André Schiffrin : Oui, je crois que l’une des choses dont il faut se souvenir, c’est que ce dont on parle dans l’imprimé, dans le livre, qu’il soit bande dessinée ou livre traditionnel, est une situation que l’on retrouve dans le monde du cinéma. Je parle dans L’argent et les mots du fait que, comme les grandes chaînes de libraires ne vendent que des livres qui vont se vendre, et qu’une fois qu’un livre n’a pas vendu immédiatement, on le renvoie à l’éditeur, on trouve exactement le même phénomène dans les multiplex des cinémas. De plus en plus, vous pouvez très bien l’observer chez vous, si un film ne fait pas beaucoup d’argent les premiers jours, il change de salle. Il passe d’une grande salle à une petite salle, et puis une ou deux semaines plus tard il disparaît entièrement. A Paris, qui est connue pour avoir plus de cinéma que n’importe quelle grande ville du monde, il y a beaucoup de films qui sont de bons films, qui sont les films que l’on voudrait voir, qui ne sont visibles que dans un cinéma près de Beaubourg, à 11h du matin le samedi, et c’est tout. Ils ont disparu des grands écrans des multiplex après quelques jours.
Cette question de temps est très importante, non seulement pour le cinéma mais pour le livre et pour tous les nouveaux auteurs. Il faut du temps pour que les gens découvrent de nouveaux talents, il faut du temps pour s’habituer à ce que l’on essaie de dire, et si on enlève, que ce soit dans le cinéma ou dans la librairie, la possibilité du temps, tout change énormément. De plus en plus, les grands libraires sont contrôlés par des gens qui viennent de la grande distribution et qui sont habitués à juger le nombre d’euros que l’on gagne par mètre-carré par heure. Et c’est cela qui décide ce que l’on va garder, et ce que l’on va renvoyer à l’éditeur. Une fois que l’on a cette philosophie, cette idéologie, l’importance du bouche à oreille, l’importance de la découverte devient de plus en plus marginalisée. J’ai cité l’exemple que j’ai donné quand j’étais jeune lycéen et que je travaillais dans l’une des meilleures librairies de New York : on jugeait à l’époque que si un livre se vendait à deux exemplaires par an, cela valait le coup de le garder. Cela, c’était dans les règlements, disons, dans les consignes officielles de l’association des libraires. Aujourd’hui, il y a très peu de livres que l’on va garder qui ne vendront que deux exemplaires par an.
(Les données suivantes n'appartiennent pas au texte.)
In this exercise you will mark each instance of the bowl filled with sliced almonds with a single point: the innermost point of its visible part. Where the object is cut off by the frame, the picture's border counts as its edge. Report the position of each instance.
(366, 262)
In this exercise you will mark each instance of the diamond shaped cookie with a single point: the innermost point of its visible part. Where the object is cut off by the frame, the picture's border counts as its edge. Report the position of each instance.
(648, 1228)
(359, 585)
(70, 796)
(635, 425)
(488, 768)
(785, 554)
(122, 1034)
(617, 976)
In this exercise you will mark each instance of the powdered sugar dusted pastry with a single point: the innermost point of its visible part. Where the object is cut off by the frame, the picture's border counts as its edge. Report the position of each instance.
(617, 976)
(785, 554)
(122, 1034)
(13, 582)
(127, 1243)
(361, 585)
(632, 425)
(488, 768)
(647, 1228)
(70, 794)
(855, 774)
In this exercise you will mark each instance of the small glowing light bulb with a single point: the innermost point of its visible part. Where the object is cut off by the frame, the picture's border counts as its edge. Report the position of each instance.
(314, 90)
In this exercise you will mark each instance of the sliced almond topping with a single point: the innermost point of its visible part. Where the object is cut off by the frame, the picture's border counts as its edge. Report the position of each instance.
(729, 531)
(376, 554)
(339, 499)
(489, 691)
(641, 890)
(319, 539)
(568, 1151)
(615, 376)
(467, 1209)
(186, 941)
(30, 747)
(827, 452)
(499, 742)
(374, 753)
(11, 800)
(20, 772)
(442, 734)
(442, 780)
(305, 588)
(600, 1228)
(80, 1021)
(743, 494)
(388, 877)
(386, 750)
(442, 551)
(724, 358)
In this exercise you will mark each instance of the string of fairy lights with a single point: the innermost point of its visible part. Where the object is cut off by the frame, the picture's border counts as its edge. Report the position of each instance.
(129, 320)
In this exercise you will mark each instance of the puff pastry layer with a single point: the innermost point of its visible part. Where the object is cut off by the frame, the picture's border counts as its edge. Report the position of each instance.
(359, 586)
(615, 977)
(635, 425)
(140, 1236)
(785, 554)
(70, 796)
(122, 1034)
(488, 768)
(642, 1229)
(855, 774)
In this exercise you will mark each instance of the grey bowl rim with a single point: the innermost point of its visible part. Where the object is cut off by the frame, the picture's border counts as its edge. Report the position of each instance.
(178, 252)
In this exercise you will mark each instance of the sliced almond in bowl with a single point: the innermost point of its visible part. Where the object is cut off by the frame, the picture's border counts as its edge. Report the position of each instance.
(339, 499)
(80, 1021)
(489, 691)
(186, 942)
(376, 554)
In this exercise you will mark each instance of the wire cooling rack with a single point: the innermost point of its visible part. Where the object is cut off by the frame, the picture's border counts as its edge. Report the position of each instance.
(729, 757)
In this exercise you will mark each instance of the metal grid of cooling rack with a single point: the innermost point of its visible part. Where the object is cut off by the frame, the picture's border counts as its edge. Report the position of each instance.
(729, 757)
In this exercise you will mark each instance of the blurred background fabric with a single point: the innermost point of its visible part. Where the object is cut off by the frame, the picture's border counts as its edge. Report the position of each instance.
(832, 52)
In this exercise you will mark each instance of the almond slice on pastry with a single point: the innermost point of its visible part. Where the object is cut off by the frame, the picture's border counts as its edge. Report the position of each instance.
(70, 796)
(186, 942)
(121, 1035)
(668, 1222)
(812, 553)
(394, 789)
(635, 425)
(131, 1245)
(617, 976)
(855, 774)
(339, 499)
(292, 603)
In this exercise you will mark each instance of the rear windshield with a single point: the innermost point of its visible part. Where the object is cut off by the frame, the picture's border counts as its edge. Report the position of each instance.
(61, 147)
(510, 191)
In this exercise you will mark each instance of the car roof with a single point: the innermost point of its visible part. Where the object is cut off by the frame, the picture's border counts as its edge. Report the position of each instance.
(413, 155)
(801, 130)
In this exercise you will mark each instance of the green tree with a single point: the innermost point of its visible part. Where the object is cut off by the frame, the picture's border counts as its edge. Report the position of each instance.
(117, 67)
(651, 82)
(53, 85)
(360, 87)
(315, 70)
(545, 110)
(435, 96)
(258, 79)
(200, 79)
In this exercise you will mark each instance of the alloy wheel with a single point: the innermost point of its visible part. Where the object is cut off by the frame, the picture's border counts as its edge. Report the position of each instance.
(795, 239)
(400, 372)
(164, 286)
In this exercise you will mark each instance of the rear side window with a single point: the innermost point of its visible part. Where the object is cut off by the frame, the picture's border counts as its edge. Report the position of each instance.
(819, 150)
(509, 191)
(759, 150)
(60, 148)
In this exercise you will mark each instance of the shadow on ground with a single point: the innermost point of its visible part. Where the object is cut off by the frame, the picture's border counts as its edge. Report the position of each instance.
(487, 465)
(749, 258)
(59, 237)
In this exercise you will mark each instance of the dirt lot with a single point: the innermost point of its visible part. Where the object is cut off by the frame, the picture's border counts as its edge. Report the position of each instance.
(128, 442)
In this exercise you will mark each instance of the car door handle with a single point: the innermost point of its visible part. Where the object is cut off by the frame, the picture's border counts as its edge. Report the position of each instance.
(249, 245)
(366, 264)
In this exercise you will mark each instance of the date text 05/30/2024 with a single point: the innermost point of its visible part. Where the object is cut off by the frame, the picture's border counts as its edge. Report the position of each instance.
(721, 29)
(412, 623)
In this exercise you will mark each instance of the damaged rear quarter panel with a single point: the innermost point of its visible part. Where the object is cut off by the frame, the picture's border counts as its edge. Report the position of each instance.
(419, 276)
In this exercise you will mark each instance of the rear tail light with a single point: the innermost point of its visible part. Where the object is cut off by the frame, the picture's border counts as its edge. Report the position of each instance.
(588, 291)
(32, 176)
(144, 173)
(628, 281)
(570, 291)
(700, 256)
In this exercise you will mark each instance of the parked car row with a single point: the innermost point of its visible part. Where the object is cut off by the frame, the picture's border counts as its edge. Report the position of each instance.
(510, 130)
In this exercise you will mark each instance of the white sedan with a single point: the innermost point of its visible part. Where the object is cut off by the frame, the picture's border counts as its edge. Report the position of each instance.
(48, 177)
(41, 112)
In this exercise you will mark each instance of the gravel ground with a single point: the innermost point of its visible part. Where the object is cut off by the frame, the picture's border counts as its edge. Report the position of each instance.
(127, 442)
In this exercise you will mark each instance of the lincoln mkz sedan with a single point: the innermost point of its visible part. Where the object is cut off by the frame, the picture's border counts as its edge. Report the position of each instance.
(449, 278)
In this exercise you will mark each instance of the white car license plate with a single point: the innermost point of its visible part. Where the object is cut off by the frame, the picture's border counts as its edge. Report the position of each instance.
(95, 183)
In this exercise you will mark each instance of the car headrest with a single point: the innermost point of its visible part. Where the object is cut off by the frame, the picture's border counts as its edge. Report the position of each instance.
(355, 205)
Xavier Guilbert : On constate aussi cette rotation accélérée des ouvrages dans les librairies de bande dessinée. En tant que « simple lecteur » — je suis parisien, et je fréquente donc des librairies à Paris — j’ai été très marqué de constater que les librairies spécialisées ne me parlent pas du tout. Elles se spécialisent, certes, mais là où l’on pourrait imaginer qu’elles proposent l’ensemble de l’offre disponible, j’ai plus l’impression qu’elles se sclérosent sur un type de consommateur (j’insiste sur ce terme), qui est collectionneur, et qui va venir acheter le dernier Blake et Mortimer, le dernier XIII, le dernier Thorgal — par habitude, parce qu’il a les trente précédents, mais qui va aussi venir investir (parce que ce sont aussi souvent des gens qui bénéficient d’un pouvoir d’achat conséquent) de la para-BD, avec la statuette ou les chaussettes si elles y sont, et puis le tirage de tête et la version de luxe, etc. On a effectivement un appauvrissement de l’offre, parce qu’elle fonctionne uniquement sur ce qui génère des ventes. Il faut aussi savoir que, pour revenir sur ce que vous disiez, que la para-BD est beaucoup plus rentable que la vente de livre. Et ainsi, dans l’une des librairies que je fréquente, tout le pan de la production alternative a disparu pour être remplacé par de grandes vitrines dans lesquelles on trouve des statuettes de plus ou moins grande taille. C’est aussi un des défis qui s’offre à la bande dessinée, et en particulier son versant alternatif, c’est d’arriver à convaincre les libraires de bande dessinée.
Dans le livre, la mutation s’est déjà produite : on sait que quand on rentre dans une librairie, on ne va pas trouver 100 % de l’offre. C’est clair, il y a une choix, il y a une personnalité, il y a un libraire qui a effectué une sélection. Il y a certes parfois des compromis, parce qu’on a besoin d’avoir quelques gros vendeurs pour faire tourner la boutique, mais il y aura aussi le choix d’entretenir un fonds et de soutenir certains auteurs. Aujourd’hui, les librairies de bande dessinée restent beaucoup dans cette sorte de vision qu’elles proposent tout, alors qu’en fait elles se limitent souvent à cette partie destinée aux collectionneurs. En tant que lecteur, je sais très bien qu’il y a certaines librairies où je sais que je vais trouver des dizaines de livres que je n’ai jamais vus ailleurs, mais que eux vont faire l’effort de les avoir et de les garder et d’entretenir un fonds, parce qu’ils savent que c’est là-dessus qu’ils vont fidéliser leurs clients, mais également parce que c’est important de faire vivre ces auteurs et ces livres.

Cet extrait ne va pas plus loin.